Redis doesn’t write its own allocator, but instead link to external allocators- usually jemalloc or tcmalloc. When eviction is necessary to allocate for a new object, Redis checks a relatively small number of candidates and chooses one to evict based on some strategy (random, TTL, etc); this process is repeated until there is enough contiguous memory for the new object. Under no memory stress or when having near-uniform sized objects, these allocators perform very well. However, if a Redis instance hosts many small items and a few very large items, allocating for a large item can very much trigger many rounds of eviction before it can be accommodated, resulting in high latencies. Timeline used to apply heuristics to evict larger keys more quickly, despite the fact that large items were often retrieved a lot and much more expensive to rebuild. They do so simply because eviction delay was unbearable. Later versions of our Redis fork used hybrid list to work around this problem, but only for a single data structure. Another scenario where Redis can fail us is when heterogenous item sizes lead to the ballooning of RSS, i.e. physical memory footprint. Not managing memory directly means Redis has no control of external memory fragmentation.

In general, it is easier and cheaper to enforce good memory hygiene by taking direct control of this resource than trying to work around the problem with clever higher level heuristics. And this is why many data-intensive services opt to manage memory explicitly and directly.

What’s the relationship between Cuckoo Hashing and Slab Allocation?

They are swappable modules with compatible interfaces, and can be replaced with one another depending on what properties are desirable for the workload. Cuckoo hashing integrates indexing and data storage in a single data structure, while Slab creates a separate hash table to take care of lookup aside from the actual data, which are stored in slabs. For that matter, Pelikan also has a CDB module that can use persistent storage.

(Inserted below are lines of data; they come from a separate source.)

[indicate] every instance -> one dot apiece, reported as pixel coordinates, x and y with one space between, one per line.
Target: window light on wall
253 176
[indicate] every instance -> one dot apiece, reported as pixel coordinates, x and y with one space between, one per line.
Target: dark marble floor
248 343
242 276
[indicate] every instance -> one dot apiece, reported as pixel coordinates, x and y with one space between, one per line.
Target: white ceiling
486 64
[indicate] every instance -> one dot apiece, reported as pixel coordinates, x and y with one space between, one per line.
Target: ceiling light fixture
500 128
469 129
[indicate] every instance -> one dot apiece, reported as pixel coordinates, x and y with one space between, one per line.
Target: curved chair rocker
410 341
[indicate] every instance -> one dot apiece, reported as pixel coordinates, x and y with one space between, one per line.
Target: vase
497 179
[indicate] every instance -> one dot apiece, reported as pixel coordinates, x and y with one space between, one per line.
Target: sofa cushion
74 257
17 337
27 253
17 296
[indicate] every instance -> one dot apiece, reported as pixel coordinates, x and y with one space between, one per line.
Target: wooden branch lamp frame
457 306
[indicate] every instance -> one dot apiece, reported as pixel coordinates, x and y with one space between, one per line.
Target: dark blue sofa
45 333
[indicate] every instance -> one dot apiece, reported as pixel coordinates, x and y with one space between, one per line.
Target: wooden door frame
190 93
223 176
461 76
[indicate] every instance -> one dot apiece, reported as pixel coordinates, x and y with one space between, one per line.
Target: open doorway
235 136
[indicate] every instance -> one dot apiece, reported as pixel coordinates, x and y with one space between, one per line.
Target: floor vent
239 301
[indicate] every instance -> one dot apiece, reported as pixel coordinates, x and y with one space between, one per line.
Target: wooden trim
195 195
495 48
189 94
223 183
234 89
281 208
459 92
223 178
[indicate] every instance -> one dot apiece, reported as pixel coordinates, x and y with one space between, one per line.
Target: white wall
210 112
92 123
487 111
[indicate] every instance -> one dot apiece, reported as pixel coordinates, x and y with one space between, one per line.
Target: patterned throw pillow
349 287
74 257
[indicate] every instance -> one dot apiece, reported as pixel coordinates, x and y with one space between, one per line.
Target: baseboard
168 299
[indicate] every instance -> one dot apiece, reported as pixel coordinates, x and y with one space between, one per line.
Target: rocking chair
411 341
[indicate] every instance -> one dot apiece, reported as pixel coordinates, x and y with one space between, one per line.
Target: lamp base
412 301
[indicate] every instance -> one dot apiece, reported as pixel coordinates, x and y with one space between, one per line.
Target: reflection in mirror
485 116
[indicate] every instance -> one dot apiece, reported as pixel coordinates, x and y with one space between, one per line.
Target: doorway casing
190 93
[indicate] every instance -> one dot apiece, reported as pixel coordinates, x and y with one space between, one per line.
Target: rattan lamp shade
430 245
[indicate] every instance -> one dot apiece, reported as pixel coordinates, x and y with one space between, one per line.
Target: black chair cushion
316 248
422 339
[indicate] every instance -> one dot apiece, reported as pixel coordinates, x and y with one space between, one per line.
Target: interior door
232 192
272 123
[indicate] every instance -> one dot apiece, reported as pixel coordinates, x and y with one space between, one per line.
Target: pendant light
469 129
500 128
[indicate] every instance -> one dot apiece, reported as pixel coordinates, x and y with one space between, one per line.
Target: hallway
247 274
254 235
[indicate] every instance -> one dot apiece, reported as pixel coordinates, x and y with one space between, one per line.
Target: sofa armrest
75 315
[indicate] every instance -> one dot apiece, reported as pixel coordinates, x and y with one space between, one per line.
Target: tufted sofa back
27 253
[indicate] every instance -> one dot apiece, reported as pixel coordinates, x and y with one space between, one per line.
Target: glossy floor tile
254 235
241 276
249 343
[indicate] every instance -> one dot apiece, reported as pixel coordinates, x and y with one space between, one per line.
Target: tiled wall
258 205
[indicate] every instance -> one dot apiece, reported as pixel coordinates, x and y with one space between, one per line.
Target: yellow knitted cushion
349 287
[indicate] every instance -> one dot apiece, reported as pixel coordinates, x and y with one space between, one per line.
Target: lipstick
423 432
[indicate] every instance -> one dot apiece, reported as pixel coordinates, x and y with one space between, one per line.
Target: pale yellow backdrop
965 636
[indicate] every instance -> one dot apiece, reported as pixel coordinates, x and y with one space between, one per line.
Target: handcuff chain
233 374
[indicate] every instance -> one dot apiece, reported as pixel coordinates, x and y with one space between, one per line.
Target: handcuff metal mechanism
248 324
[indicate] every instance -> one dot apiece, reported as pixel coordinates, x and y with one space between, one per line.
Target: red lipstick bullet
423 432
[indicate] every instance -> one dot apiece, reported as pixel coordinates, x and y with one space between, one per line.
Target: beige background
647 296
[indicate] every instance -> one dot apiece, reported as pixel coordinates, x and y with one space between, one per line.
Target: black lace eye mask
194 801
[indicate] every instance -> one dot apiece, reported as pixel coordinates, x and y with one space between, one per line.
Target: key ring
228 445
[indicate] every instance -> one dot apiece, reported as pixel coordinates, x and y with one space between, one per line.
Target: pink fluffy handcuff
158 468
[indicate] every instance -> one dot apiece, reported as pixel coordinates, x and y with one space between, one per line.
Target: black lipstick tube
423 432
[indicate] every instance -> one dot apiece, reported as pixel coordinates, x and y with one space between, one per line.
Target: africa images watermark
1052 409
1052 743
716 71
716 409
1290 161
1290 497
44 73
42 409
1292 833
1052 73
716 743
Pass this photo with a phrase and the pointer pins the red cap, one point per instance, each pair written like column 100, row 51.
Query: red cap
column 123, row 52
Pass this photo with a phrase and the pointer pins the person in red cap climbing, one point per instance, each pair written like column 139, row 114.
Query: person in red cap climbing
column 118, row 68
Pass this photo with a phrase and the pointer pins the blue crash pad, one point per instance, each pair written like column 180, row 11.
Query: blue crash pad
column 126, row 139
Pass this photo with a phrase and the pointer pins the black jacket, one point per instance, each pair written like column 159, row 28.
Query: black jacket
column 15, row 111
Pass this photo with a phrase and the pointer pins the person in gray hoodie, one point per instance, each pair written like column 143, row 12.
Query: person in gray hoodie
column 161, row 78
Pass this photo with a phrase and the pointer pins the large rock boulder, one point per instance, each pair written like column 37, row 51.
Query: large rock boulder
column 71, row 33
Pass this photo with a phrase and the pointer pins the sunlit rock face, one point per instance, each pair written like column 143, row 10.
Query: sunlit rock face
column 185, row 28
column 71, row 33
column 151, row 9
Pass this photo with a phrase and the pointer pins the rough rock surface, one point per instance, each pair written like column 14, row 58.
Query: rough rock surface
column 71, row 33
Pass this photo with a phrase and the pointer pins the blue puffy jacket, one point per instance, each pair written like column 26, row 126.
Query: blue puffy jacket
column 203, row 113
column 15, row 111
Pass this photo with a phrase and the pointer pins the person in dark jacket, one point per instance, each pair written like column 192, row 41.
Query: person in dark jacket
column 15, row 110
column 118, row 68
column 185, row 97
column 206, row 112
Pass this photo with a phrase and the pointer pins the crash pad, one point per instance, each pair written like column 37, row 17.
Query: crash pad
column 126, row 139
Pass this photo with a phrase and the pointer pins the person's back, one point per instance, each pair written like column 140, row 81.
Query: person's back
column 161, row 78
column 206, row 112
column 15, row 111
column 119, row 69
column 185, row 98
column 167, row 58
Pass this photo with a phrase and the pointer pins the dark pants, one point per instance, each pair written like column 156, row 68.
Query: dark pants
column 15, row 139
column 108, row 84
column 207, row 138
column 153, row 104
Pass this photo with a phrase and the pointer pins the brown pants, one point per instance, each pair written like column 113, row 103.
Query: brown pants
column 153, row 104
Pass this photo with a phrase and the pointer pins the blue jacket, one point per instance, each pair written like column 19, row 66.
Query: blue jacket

All of these modules should follow compatible interfaces to simplify development, and one can imagine mixing different protocols with all of them. This is what we mean by “a Modular Cache”. For example, mixing slab with memcached protocol gives you Memcached/Twemcache, mixing cuckoo hashing with memcached is what we call Slimcache. Similarly, We have started to put RESP (Redis protocol) on top of either slab or cuckoo based on the workload. And Pelikan makes it easy and cheap to do all of them at once.